Лично мне интересны мадемуазели интеллигентные и скромные (хоть попадаются отнюдь не такие), но вопрос «зачем?» остается в силе. Каждый отвечает на него по–своему – я же стал пользоваться простой философией «все, что не причиняет вред, следует пробовать». Отношения с девушкой могут причинить лишь один вред – незапланированное счастье отцовства, – но до этого слишком много ступеней, которые местами весьма сладостны… Тем не менее, умные "без двух лет совершеннолетние" пытаются понять нафига им нужна любовь… Я не знаю – ясно только, что нужна. Хочется иметь рядом с собой доброго, заботливого человека, слушателя и собеседника, который имеет свое мнение и готов говорить о разных вещах, на которого можно положиться, которому можно довериться, которому хочется смотреть в глаза и чувствовать прилив эмоций счастья, хочется отдавать себя и совместно идти к целям, получать новые знания, расширять кругозор, познавать и делать мир лучше… Конечно, вопрос – чем это отличается от дружбы? Не стану говорить прямо. Различие отношений дружеских и любовных очевидно…

И может важна не столько любовь, сколько понимание?…

Таким рассуждениям я придавался после болезненного разрыва с Риммой. На самом деле, я и не хотел ничего большего, чем дружбы… Но меня ранили и мне было тяжело. Я с грустью сидел у фортепиано, перебирая знакомые мотивы Шуберта, Шопена и Бетховена, бегая пальцами по клавишам и размышляя о своей неудачливости в любви:

 

Почувствовав растерянность души,

Ноктюрн Шопена для меня играет,

Минорным романтизмом покрывает

И нежно шепчет: "Просто напиши".

Глубокое звучанье фортепьяно,

Строй тонкий нот и покрывало темноты.

Как хочется уснуть – печаль моя упряма,

Но Вечность говорит: "Друг, не взрывай мосты".

Волнительное трепетанье стана,

Ревнивая реакция на всех,

О, где ж она? Необходимая прохлада

Святой любви (чувствительность не грех).

Потеря, кажется, насквозь пронзила жизнь –

Ища опоры я забрел в трясину,

И даже руку дружбы не подали мне,

Сведя надежды на людей в могилу.

Гуманистический огонь почти погас,

И ненависть уже стояла на пороге,

Но пробудил шопеновский ноктюрн внутри контраст

Между людьми, достойными порывов страстных слога.

Предательство, трусливость и коварство –

Я все простил – то не мои грехи.

Завершены все беспокойные мытарства,

Мне Бог сказал:

"Я бессердечных накажу,

а ты

вперед

иди!"

И я пошел вперед. Из надвигающейся душевной депрессии, способной значительно навредить моему состоянию, меня спасла Инга. В ее глазах уже давно, со времен стаканов Макдональдса и других игривых событий, я видел какой–то огонек любопытства и интереса к моей притягательной персоне.

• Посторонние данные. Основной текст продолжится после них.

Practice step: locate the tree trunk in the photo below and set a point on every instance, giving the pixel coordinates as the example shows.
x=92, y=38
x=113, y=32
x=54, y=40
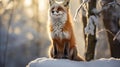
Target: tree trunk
x=111, y=22
x=91, y=39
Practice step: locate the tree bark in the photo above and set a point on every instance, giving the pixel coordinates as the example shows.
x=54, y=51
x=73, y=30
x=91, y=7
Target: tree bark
x=91, y=39
x=111, y=22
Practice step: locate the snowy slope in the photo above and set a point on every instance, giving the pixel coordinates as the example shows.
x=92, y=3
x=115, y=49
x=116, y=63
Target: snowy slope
x=47, y=62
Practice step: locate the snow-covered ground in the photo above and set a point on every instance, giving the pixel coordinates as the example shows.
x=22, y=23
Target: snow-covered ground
x=48, y=62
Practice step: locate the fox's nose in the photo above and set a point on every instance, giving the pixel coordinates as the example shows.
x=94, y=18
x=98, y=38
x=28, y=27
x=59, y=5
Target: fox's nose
x=53, y=11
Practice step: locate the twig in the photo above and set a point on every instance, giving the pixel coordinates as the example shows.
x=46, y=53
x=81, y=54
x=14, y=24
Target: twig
x=7, y=37
x=118, y=33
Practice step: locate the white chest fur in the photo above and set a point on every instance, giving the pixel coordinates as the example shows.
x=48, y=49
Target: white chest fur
x=58, y=31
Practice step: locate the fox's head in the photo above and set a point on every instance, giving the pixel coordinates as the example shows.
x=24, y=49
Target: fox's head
x=59, y=10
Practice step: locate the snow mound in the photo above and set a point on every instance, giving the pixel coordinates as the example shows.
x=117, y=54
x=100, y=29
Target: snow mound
x=49, y=62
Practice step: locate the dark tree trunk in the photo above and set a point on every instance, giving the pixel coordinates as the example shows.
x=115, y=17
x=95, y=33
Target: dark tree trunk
x=111, y=22
x=90, y=41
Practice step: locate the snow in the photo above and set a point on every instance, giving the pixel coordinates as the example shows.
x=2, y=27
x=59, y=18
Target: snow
x=49, y=62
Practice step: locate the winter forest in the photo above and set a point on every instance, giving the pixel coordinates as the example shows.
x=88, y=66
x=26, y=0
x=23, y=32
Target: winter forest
x=24, y=36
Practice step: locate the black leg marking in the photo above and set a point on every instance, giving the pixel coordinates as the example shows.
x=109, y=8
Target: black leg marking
x=66, y=50
x=55, y=51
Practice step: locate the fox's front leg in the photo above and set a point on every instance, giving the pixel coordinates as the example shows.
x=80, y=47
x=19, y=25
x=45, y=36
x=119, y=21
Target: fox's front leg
x=66, y=50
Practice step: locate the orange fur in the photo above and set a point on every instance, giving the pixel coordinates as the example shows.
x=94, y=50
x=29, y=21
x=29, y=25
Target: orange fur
x=64, y=47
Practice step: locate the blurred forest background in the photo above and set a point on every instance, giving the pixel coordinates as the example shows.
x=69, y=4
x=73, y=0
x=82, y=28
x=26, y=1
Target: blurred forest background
x=24, y=36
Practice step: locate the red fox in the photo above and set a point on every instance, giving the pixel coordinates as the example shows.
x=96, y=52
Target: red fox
x=61, y=32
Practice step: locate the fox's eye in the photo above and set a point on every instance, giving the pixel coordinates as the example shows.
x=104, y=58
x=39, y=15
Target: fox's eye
x=52, y=11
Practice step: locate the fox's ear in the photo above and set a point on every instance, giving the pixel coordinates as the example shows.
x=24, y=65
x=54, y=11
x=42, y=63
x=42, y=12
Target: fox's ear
x=51, y=2
x=66, y=3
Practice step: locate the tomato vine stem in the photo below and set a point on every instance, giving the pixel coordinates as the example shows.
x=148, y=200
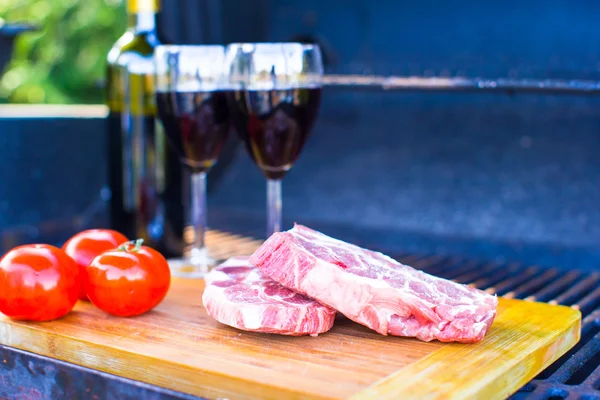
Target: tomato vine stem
x=137, y=245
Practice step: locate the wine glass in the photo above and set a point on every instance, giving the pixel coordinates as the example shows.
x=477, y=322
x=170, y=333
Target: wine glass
x=193, y=110
x=274, y=97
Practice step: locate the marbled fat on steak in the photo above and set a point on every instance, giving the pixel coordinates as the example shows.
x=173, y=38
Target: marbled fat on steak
x=239, y=295
x=375, y=290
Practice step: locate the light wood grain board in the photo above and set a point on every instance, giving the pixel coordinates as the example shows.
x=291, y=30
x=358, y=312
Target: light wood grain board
x=178, y=346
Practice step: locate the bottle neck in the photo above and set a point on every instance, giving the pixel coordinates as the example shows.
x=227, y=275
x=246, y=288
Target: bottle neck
x=144, y=21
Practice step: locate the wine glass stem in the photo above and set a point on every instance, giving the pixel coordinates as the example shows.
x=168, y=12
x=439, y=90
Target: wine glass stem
x=273, y=206
x=199, y=208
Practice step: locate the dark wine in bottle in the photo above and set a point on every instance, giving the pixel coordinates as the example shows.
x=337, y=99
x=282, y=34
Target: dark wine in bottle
x=145, y=175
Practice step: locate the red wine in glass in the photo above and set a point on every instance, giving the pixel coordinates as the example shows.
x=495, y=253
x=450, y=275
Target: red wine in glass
x=276, y=93
x=193, y=110
x=196, y=125
x=275, y=124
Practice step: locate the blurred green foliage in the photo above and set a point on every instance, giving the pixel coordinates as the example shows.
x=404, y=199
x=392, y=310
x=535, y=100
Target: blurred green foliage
x=64, y=61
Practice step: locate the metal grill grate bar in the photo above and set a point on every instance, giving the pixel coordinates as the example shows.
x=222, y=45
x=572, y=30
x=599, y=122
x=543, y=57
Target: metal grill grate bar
x=558, y=286
x=577, y=291
x=529, y=287
x=515, y=280
x=589, y=302
x=489, y=281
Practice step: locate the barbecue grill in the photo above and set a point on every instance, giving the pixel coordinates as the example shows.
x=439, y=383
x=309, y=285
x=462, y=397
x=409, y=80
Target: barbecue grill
x=520, y=93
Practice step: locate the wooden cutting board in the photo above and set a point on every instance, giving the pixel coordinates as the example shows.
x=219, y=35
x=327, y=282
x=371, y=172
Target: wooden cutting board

В один из еще теплых осенних дней, чуть позже олимпиады по литературе, мы с Ингой шли из школы, попутно разговаривая о каких–то вселенских проблемах. В лучших традициях моего общения с девушками – говорил исключительно я. Но странное дело, мне очень хотелось слышать ее реакцию на мои слова, хотелось не просто проводить лекцию по проблемам образовательной системы и элементарности отношений между людьми по Фрейду, а слышать ее точку зрения. В тот день в моем сердце еще даже не засело чувство к Римме, а на Ингу я уже смотрел с уважением, сознавая, что она в разы умнее всех из моего школьного окружения и даже (что для меня невероятно) – ровня мне!

Возможно, мои борзые слова в обсуждении дальнейших жизненных перспектив и о том, что человеческими помыслами управляет страх, голод и секс, произвели на нее неожиданное впечатление и она не знала, как реагировать на эти эпатажные заявления, не взболтнув лишнего. Однако ее наводящие вопросы с довольно игривым подтекстом о том, чем же тогда мотивируются творческие амбиции и образование, научные исследования и отношения, выдавали заинтересованность во мне.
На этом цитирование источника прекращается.